AiPT!: How did you two get together for this project?
JL: Grindr. The swimsuit section.
NP: Backpage: Casual Encounters section (just before it was shutdown for violating laws associated with prostitution, drug trafficking, and excessive anal sex.)
AiPT!: Who is your favorite kaiju?
NP: I love the design, size, and scale of the kaiju, designed by Geof Darrow, in Big Guy and Rusty!
AiPT!: Leviathan is filled with big scenes and fittingly many of the pages have few panels. This is great for action but is not always conducive to relaying emotion. This is not the case here.
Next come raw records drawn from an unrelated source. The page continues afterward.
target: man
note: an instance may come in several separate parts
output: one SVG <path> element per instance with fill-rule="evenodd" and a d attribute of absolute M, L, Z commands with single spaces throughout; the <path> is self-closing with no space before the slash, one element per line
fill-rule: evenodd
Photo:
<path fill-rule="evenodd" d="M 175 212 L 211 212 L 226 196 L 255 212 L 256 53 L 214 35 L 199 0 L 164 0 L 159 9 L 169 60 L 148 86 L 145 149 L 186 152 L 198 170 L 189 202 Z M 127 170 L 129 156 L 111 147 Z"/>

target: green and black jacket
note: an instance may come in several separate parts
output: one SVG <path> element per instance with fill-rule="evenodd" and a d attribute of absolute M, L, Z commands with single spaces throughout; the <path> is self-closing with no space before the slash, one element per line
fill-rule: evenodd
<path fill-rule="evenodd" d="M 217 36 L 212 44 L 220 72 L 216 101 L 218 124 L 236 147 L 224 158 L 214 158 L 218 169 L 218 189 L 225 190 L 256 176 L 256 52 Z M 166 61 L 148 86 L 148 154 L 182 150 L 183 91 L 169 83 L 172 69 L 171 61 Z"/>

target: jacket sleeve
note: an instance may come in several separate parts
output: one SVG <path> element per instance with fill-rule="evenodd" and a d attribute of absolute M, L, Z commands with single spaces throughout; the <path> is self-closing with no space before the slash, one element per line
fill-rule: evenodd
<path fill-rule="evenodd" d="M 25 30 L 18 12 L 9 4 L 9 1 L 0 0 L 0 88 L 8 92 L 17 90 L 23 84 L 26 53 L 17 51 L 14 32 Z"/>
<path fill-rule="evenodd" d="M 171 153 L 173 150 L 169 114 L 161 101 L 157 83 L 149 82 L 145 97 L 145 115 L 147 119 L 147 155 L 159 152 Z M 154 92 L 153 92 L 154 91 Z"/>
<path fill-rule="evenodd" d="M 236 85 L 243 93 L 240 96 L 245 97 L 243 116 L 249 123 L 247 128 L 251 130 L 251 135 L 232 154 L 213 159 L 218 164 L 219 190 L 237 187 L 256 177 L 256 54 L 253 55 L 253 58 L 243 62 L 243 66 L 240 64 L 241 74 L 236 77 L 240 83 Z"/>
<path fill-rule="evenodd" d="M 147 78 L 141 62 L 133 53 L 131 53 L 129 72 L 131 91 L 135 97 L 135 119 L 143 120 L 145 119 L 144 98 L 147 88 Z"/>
How are you able to deliver action and emotion so effectively?
JL: Most of that is in the act, but the key in writing is, no matter how silly or outrageous the action, not to forget the characters are people, that have their own different motivations, fears and drives.
NP: I’m a big believer in decompressing the narrative and adding panels to dialogue-heavy pages. For example, if a character is supposed to talk twice in a panel, I’ll often add an extra panel to sell the beat rather than put two word gallons in one panel. I think this approach creates more chances to connect with the characters.
AiPT!: I know you can only say so much, but what can readers expect from the story?
JL: It will be the craziest comic they read this decade, and the second best.
NP: It’s a big fun monster book and so much more, no two issues are the same.
AiPT!: What projects do you have upcoming?
JL: Beside Leviathan and Charlie’s Angels for Dynamite with Joe Eisma, I have another book being announced this summer debuting this fall. I am writing an “Apocalypse Trilogy,” of which Leviathan is the first, and my book coming this fall is the second. All are very different, but thematically similar. Love stories with black magic and infernal magic thrown in.
NP: It’s Leviathan all day every day for me. I’ll occasionally do covers: look out for a big connecting five part cover on Bebop and Rocksteady Hit The Road, IDW’s summer Teenage Mutant Ninja Turtles event starting next month.